Motherhood. Apple pie. Life tenure for United States Supreme Court justices. What do these three things have in common? An attack on any one of these “sacred cows” has come to be seen by many as an attack on America itself. But why should it be so for life tenure? Certainly, Alexander Hamilton and the other Founding Fathers intended the federal judiciary to be independent of and protected from the influences of the political branches of government, and life tenure was a vehicle for such an effort. But life tenure was by no means the only option, and, as this Note argues, not even the best one.
Life tenure for Supreme Court justices may have helped to insulate the robed tribunal from political pressures, but it has created considerable problems of its own. First, as justices have become more personally invested in their decisions, they have become more and more loathe to allow a president with opposing viewpoints to name their successors. The result has been strategic retirements—carefully timed departures—that allow presidents to fill vacancies with similarly like-minded judges. The phenomenon of strategic retirements has become increasingly worse as the Court has entered the “culture wars” of the post-Vietnam War era. Second, the present system creates incentives that reward presidents who name young nominees to the Court. The current system gives an improper incentive to a president to nominate a young candidate for the Court because a younger nominee generally ensures the perpetuation of the president’s particular sociopolitical vision over a longer tenure. Finally, the current system creates an utterly random distribution of Supreme Court appointments among presidents. For example, something is amiss under the present system when one president can, by random chance, have three, four, or even nine opportunities to appoint a justice to the Court in one presidential term, while another president might not have a single nomination. It is potentially troubling for one president to enjoy the fortuitous opportunity to pack the Court when his successor may not have the opportunity to nominate anyone.
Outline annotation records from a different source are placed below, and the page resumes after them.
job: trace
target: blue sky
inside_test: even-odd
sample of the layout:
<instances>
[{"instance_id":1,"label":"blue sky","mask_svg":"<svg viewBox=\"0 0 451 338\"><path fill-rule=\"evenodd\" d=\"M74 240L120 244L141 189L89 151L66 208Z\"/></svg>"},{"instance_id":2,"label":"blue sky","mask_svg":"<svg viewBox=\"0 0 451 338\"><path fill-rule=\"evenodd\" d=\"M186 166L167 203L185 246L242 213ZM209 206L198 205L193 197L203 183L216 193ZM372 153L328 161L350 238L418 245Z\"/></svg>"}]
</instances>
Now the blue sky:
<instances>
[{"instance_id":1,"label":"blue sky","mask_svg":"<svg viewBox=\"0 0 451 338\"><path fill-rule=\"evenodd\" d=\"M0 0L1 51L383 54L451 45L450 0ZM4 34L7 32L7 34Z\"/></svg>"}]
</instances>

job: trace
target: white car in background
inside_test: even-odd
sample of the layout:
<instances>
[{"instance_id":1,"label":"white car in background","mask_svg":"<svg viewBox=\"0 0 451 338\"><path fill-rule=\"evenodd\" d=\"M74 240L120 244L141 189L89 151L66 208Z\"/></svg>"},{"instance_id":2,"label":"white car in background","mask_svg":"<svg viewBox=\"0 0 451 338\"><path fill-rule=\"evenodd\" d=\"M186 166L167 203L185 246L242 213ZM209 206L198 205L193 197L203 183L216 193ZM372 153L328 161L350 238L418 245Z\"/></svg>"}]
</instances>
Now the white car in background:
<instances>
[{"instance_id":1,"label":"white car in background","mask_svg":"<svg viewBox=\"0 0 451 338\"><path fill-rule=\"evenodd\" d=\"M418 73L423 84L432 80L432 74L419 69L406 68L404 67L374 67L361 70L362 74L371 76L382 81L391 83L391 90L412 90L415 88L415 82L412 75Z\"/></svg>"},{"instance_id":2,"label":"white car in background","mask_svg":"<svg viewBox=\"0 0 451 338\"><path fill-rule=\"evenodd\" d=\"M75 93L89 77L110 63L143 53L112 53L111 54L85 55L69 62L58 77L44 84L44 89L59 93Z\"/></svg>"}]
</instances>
The best way to address these three problems bred by life tenure is to replace life tenure on the Supreme Court with a system of staggered, nonrenewable eighteen-year terms. Ending life tenure would require a constitutional amendment. The amendment proposed by this Note would eliminate the justices’ ability to strategically retire, temper the incentives for presidents to nominate young justices to the Court at the expense of older candidates, and guarantee each president two nominations per term. Because justices could not be reappointed, the proposed amendment would arguably leave them with as much independence as they have under the current system. Moreover, even when a justice’s term on the Court has expired, nothing would prevent him or her from continuing to serve on a lower federal court of his or her choosing for life. The amendment proposed by this Note ensures the protection of Hamilton’s goal of an independent judiciary insulated from political pressures while preventing justices and presidents from playing political games of their own with the nomination process.